Dr. Richard Gaschnig of UMD Geology gave an interesting talk today about inferring the composition of the Earth’s ancient crust from glacial sediment deposits.
Gaschnig described detailed analyses of transition metals (TMs) to understand how the composition of minerals at the Earth’s surface might have changed over billions of years. These elements can be especially sensitive to their chemical environment, and so the TM content of ancient rocks tells us what things were like chemically as the rocks were formed.
A particularly interesting result emerged from Gaschnig’s work: the TM signatures he’s measured for some ancient rocks show evidence for initially low levels of oxygen immediately following the beginning of the Great Oxygenation Event (GOE), the phase in Earth’s history when ancient cyanobacteria became so prominent that they produced vast quantities of oxygen.
All this oxygen dramatically affected the chemical environment on the Earth, and its relatively sudden appearance in the atmosphere is reflected the mineralogy of some rocks, such as the banded iron formations shown at the right.
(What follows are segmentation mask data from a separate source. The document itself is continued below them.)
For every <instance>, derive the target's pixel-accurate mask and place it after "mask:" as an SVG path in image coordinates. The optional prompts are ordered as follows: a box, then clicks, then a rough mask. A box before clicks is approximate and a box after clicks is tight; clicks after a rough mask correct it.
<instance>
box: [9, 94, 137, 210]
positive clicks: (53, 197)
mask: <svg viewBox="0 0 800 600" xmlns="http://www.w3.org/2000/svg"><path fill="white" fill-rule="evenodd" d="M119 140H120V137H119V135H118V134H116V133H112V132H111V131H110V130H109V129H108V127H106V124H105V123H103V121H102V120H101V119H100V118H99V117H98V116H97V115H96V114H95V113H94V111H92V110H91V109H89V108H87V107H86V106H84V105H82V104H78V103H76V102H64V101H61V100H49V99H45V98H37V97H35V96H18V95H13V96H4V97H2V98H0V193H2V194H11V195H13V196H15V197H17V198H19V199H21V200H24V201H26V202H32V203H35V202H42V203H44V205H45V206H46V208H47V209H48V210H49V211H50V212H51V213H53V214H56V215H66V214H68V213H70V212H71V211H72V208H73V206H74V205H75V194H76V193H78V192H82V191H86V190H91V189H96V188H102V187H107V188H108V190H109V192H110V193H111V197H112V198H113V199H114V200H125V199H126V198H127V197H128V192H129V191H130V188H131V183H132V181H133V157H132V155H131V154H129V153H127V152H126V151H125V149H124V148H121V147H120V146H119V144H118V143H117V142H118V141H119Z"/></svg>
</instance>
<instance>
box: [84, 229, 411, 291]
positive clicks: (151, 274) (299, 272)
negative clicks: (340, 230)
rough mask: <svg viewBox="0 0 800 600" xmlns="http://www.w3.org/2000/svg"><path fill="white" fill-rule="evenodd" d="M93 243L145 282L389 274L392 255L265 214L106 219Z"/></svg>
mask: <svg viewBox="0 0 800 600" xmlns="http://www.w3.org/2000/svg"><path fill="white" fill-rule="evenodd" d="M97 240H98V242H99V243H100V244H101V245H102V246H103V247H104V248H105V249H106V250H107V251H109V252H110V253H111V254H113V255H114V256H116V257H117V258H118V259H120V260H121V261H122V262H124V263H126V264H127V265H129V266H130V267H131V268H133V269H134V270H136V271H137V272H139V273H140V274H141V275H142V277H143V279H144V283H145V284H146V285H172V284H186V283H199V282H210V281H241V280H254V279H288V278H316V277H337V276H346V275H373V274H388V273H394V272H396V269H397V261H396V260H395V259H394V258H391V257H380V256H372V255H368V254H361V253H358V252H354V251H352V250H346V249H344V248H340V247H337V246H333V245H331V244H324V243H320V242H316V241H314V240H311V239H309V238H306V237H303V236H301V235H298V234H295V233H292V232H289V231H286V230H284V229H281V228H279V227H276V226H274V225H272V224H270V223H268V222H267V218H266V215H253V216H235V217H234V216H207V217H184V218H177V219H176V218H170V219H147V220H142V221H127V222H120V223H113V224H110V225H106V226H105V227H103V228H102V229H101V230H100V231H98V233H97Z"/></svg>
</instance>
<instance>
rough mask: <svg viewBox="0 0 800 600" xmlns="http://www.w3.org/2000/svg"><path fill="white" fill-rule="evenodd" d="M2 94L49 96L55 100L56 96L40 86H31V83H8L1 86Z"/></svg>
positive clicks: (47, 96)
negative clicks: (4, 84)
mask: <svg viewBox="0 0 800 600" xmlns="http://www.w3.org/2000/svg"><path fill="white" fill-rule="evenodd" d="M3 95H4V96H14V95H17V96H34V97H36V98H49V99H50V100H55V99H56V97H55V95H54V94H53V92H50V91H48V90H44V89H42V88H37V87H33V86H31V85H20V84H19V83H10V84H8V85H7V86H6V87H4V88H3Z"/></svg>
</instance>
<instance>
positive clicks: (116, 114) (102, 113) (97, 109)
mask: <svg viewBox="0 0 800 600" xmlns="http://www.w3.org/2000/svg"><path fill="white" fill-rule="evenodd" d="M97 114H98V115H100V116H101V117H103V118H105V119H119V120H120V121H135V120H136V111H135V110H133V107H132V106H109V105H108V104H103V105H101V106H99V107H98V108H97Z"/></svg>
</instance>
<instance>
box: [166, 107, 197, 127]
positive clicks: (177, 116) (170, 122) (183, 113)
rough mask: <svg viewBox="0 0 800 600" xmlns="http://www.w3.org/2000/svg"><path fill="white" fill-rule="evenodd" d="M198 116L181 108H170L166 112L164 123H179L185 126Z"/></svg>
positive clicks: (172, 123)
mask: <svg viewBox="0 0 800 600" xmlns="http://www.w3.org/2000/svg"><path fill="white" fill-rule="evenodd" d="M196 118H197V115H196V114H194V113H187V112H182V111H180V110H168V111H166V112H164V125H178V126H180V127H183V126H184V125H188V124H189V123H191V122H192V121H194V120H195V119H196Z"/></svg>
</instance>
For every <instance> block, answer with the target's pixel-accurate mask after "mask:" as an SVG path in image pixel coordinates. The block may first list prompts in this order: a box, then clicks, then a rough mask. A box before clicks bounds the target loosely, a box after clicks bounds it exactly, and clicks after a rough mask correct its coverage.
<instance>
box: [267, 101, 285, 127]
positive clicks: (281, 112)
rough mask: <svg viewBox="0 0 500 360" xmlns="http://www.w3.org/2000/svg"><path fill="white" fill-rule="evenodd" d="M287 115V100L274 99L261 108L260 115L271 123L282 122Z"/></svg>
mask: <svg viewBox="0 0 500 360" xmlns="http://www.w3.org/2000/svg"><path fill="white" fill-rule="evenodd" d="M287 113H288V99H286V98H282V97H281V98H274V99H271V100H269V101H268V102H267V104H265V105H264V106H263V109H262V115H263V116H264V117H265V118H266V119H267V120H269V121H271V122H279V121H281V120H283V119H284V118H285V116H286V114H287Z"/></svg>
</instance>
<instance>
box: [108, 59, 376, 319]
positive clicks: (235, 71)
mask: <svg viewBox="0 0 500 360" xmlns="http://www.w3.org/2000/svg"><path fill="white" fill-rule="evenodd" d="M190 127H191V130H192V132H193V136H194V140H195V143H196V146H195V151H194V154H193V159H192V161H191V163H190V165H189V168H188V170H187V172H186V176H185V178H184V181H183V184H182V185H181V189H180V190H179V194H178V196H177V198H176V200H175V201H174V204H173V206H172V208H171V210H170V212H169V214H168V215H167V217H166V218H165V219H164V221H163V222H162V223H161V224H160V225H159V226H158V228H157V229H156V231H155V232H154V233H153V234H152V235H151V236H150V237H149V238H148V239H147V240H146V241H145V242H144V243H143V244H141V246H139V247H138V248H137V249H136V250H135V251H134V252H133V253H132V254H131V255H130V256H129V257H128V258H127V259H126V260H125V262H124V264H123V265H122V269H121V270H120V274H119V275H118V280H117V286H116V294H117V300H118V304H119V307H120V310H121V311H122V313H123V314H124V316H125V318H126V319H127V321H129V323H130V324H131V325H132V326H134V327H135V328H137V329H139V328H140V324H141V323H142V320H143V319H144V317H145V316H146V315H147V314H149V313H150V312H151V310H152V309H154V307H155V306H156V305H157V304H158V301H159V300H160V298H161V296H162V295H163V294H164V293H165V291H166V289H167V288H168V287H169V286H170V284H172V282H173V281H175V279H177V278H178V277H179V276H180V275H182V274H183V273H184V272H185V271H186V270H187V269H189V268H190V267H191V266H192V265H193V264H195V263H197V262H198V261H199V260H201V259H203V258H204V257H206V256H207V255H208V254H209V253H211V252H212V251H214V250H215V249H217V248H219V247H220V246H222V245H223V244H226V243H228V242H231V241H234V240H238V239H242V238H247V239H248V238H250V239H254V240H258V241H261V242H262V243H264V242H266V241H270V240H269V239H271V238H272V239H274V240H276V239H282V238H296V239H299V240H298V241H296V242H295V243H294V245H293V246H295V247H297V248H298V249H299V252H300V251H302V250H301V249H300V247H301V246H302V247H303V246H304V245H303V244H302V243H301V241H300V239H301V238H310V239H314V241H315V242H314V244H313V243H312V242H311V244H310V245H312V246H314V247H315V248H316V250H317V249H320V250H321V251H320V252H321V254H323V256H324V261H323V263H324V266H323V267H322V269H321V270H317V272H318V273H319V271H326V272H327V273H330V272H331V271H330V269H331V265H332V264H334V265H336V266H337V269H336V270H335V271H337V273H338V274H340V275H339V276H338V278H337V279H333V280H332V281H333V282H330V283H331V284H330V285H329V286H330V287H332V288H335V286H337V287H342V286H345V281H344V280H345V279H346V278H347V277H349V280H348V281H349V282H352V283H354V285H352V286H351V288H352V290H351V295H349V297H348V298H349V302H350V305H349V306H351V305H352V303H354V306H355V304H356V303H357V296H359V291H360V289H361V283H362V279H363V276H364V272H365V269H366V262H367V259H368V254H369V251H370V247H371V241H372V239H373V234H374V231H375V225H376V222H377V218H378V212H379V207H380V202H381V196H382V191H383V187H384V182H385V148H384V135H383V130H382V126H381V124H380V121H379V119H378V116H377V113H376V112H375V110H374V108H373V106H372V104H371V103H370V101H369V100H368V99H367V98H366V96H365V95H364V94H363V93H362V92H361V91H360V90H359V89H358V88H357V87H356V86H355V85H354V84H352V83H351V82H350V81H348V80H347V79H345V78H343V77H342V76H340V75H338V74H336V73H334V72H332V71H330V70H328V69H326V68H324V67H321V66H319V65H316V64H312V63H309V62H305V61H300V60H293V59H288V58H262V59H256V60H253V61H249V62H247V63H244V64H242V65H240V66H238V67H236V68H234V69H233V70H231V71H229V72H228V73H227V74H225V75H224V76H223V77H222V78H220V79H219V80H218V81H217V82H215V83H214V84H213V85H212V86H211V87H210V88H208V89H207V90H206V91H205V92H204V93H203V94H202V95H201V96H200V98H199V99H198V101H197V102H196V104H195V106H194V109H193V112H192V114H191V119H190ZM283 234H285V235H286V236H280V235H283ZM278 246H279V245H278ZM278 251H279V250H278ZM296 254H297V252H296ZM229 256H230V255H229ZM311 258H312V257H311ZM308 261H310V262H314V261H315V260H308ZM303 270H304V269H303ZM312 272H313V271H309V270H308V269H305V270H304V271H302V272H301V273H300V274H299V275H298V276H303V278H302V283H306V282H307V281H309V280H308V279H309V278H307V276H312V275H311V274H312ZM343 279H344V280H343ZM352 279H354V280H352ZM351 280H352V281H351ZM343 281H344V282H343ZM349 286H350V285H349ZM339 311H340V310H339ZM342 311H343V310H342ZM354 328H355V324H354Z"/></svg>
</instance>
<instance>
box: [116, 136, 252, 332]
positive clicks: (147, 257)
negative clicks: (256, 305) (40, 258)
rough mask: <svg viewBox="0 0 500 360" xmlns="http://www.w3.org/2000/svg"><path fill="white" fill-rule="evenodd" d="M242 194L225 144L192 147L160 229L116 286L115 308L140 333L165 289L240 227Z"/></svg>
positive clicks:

Of course, without oxygen, most life as we know it would be impossible, but when it first appeared, the oxygen probably devastated the biosphere.
Some of Gaschnig’s rock samples dated to before and after the GOE show chemical changes in the TM content that may be consistent with the presence of oxygen but only at low levels (at least immediately after the GOE began) and so can be used to fill in some of the missing details about this dramatic chapter in Earth’s history.